One example for this is when you retrieve a collection from a DAO that returns an unchecked collection and on your service you iterate over it, this situation can lead to a ClassCastException.

One way to solve it, as you have the wanted class and the unchecked collection is iterate over it and cast it inside the DAO transforming the collection in a checked collection and afterwards return it.

Answer 7

Because you might have something this:

Number fooMethod(Class<? extends Number> clazz) {
    return clazz.cast(var);
}

Answer 8

A "cast" in Java, e.g. (Number)var, where the thing inside the parentheses is a reference type, really consists of two parts:

• Compile time: the result of the cast expression has the type of the type you cast to
• Run time: it inserts a check operation, which basically says, if the object is not an instance of that class, then throw a ClassCast Exception (if the thing you're casting to is a type variable, then the class it checks would be the lower bound of the type variable)

To use the syntax, you need to know the class at the time you write the code. Suppose you don't know at compile-time what class you want to cast to; you only know it at runtime.

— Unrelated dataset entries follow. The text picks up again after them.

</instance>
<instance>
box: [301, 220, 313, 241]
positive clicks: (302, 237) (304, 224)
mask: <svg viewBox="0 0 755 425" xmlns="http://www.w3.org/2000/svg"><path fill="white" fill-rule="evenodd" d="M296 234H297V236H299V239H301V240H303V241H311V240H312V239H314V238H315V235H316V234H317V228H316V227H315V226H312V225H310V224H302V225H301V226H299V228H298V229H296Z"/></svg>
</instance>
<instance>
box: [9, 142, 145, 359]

Now you would ask, then what is the point of casting? Isn't the point of casting to turn the expression into the desired type at compile time? So if you don't know the type at compile time, then there is no benefit at compile-time, right? True, but that is just the first item above. You're forgetting the runtime component of a cast (second item above): it checks the object against the class.

Therefore, the purpose of a runtime cast (i.e. Class.cast()) is to check that the object is an instance of the class, and if not, throw an exception. It is roughly equivalent to this but shorter:

if (!clazz.isInstance(var))
    throw new ClassCastException();

Some people have mentioned that Class.cast() also has a nice return type that is based on the type parameter of the class passed in, but that is just a compile-time feature that is provided by a compile-time cast anyway. So for that purpose there is no point in using Class.cast().